For several months last year, Josephine Angev walked the dusty village paths of Nigeria’s Benue State with a mission, to help people living with HIV stay on their life-saving medication, after a United States (US) aid freeze left thousands scrambling for supplies.
The 40-year-old is one of dozens of volunteer “HIV champions” who went door-to-door to bring patients back into care when their access to antiretroviral drugs was disrupted, tending to those whose condition can still bring shame and stigma.

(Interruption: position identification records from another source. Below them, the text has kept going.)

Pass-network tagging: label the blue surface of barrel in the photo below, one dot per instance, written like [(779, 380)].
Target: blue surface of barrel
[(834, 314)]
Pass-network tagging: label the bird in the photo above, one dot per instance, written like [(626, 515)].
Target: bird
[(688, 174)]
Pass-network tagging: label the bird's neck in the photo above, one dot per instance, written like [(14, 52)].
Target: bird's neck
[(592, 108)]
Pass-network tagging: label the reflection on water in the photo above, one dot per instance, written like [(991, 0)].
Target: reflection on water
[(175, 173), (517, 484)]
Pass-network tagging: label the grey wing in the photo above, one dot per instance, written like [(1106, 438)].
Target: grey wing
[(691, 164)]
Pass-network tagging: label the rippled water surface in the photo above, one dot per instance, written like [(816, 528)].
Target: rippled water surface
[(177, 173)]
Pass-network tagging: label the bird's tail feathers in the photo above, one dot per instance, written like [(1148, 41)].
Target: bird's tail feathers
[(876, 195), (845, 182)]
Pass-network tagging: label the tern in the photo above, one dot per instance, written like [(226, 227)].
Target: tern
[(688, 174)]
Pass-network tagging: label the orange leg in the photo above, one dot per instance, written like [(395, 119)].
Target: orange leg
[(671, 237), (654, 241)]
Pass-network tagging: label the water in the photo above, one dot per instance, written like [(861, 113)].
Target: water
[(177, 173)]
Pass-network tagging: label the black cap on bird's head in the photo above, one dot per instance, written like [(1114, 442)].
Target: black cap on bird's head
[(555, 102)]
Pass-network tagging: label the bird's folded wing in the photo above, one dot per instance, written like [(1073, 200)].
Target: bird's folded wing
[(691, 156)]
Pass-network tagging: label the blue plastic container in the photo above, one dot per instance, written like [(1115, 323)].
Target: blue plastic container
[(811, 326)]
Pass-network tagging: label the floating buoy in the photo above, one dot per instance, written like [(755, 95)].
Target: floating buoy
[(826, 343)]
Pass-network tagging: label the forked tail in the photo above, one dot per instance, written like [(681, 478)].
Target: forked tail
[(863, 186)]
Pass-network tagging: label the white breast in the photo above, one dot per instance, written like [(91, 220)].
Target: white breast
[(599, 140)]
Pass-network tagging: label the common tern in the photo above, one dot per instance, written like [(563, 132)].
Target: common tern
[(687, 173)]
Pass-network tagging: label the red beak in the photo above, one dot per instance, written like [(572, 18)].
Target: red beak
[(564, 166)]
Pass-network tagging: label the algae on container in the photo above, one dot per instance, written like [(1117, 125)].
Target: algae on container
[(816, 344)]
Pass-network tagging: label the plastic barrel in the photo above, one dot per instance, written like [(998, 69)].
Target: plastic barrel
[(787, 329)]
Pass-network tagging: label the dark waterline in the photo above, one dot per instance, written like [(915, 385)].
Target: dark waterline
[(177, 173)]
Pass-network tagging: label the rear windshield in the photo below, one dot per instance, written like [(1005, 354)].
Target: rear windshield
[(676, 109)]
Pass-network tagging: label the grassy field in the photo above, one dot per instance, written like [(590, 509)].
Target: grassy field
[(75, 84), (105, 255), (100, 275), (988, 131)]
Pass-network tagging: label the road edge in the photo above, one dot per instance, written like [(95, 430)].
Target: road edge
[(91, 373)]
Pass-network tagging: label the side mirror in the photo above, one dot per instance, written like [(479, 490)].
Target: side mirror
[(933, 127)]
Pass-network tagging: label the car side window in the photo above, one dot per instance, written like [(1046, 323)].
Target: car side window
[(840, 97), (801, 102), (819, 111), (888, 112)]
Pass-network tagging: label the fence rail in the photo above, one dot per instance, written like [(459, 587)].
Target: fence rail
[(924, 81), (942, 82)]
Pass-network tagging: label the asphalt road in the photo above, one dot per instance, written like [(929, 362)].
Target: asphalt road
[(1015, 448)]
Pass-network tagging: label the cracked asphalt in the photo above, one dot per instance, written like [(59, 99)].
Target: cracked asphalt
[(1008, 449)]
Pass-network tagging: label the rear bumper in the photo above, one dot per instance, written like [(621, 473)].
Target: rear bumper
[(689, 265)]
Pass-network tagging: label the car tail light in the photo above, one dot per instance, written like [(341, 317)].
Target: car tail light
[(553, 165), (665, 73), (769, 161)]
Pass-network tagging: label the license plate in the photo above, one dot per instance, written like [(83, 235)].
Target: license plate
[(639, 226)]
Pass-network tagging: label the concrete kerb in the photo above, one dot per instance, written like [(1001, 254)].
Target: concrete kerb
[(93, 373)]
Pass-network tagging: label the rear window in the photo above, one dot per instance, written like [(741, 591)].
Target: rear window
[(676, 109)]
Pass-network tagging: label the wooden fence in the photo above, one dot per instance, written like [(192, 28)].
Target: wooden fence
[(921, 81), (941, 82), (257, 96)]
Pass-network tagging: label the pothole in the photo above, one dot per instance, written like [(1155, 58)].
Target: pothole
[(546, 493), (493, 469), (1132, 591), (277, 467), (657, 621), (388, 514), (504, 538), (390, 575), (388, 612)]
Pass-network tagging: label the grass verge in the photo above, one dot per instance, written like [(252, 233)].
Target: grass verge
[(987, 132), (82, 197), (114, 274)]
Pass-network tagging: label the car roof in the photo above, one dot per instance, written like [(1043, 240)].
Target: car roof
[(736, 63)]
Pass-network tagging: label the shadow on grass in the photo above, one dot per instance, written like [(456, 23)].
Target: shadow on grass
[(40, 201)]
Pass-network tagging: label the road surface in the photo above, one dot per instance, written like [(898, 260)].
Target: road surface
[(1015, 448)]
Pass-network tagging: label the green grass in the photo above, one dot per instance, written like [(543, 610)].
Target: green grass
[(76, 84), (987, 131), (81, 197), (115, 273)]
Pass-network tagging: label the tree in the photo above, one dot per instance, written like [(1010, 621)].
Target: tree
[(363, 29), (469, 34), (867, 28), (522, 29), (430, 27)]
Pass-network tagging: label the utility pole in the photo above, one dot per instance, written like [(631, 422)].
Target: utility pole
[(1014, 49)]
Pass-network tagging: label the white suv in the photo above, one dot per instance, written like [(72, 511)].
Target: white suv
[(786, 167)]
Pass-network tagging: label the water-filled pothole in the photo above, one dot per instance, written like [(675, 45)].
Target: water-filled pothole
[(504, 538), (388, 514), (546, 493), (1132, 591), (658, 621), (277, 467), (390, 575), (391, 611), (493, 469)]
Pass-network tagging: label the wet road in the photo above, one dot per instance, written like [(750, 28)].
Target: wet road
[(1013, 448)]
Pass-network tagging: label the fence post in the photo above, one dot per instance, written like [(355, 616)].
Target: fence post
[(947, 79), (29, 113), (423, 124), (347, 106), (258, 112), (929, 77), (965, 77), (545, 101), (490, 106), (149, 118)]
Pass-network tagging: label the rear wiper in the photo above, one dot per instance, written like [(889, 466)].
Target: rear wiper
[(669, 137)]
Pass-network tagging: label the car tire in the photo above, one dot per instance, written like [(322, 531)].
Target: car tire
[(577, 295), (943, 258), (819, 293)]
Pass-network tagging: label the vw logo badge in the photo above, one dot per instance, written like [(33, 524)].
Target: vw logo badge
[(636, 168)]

Some patients didn’t realise the risks if they stopped. “They don’t understand the implications,” Angev said.
If people living with HIV stop taking antiretroviral drugs, which suppress the virus, it rebounds.
This puts them at risk of HIV-related illnesses within months, and also means they can transmit the virus to others.
Angev made multiple visits to a 65-year-old woman who had stopped taking medication once her supplies ran out. Then she became ill. Today, thanks to Angev’s interventions, she is back on her drugs, and doing well.
Her story is just one example of how people fared in the wake of aid cuts that upended the global HIV response in 2025.
Other rich states joined the US in cutting aid, forcing a reckoning for countries that had relied on it heavily.
Nigeria responded with a $200 million health funding package within six weeks that included HIV.
The US government also issued a waiver for “life-saving” aid in February 2025, including antiretrovirals. But crucially, volunteers also bridged the gaps.